The SMITOM du Santerre (an inter-municipal waste authority covering ~115,000 inhabitants in the eastern Somme, France) launched a hen-distribution programme in 2014 — branded "Pouleetic," with an online "adopt-a-hen" sign-up site styled as a parody of a dating website. It was set up under an ADEME-backed waste-prevention programme (2011–2016) and, after the prevention plan ended, continued on the authority's own funds.
The operation was scaled up rapidly year by year:
- 2014: ~300 hens across 8 pilot communes
- 2015: ~1,900 hens across 65 communes
- 2016: ~3,500 hens across 119 communes (a record)
- 2017: ~2,100 hens across 47 communes
Hens were given out free, in pairs; no cockerels (to avoid noise nuisance for neighbours); recipients signed an adoption contract, received a guide, and were subject to courtesy visits and follow-up.

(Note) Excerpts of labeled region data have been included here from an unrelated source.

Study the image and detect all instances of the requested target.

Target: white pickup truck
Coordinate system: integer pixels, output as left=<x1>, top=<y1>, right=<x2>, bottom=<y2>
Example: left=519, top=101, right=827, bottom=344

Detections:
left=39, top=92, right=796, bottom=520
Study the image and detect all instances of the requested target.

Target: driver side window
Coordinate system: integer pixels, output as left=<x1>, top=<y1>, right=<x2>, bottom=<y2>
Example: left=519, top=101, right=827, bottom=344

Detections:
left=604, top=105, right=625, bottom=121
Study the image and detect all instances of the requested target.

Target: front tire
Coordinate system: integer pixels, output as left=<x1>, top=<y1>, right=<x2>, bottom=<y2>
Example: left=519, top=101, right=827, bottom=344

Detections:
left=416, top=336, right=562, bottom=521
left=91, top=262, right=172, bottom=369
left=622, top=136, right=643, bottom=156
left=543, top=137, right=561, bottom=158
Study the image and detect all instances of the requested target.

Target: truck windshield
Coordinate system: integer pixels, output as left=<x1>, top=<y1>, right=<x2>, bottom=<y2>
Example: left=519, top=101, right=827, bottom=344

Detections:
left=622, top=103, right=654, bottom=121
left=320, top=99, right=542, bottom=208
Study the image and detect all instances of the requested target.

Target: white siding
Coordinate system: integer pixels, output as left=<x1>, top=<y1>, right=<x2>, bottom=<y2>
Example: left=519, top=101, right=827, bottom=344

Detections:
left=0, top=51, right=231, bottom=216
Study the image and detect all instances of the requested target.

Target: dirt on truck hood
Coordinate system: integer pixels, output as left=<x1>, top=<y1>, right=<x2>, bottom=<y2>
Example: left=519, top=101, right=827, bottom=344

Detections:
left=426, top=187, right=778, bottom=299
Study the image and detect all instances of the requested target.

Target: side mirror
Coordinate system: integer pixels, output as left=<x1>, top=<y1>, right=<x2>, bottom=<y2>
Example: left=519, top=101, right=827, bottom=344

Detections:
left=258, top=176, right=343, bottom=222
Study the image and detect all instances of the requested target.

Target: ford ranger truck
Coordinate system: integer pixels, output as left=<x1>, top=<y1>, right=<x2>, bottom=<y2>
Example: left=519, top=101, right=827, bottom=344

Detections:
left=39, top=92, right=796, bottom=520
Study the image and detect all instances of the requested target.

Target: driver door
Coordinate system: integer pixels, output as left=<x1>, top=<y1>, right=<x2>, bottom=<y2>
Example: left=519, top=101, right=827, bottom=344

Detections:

Coops and operation were co-funded by the SMITOM and member communautés de communes.
- ~8,000 hens distributed in total since 2014.
- The operator estimated a diversion potential of ~1,200 tonnes per year from the full installed base.
- Over its 2011–2016 ADEME prevention programme, the SMITOM cut its residual household waste by 15% — against a 7% target — with the hen scheme among its flagship actions (alongside school composting and home-composting distribution). The authority then set a new target of −20%.
- Rapid year-on-year scale-up is feasible. The SMITOM went from 8 communes to over 100 in three years — useful as a template for an authority that wants to move fast after a successful pilot.
- A memorable brand helps. The "Pouleetic" dating-site parody gave the programme strong media pick-up and an easy online sign-up funnel.
- The 15% headline reduction is a programme-wide figure, not the hens alone. Hens were one of several flagship actions; the honest read is that hen distribution contributed to, but did not solely cause, the 15%.
- No cockerels. Restricting to hens is a simple, standard rule that pre-empts neighbour noise complaints.
- The ~1,200 t/year is an operator capacity estimate (8,000 hens × ~150 kg), not an audited diverted tonnage — plan with measured figures where possible.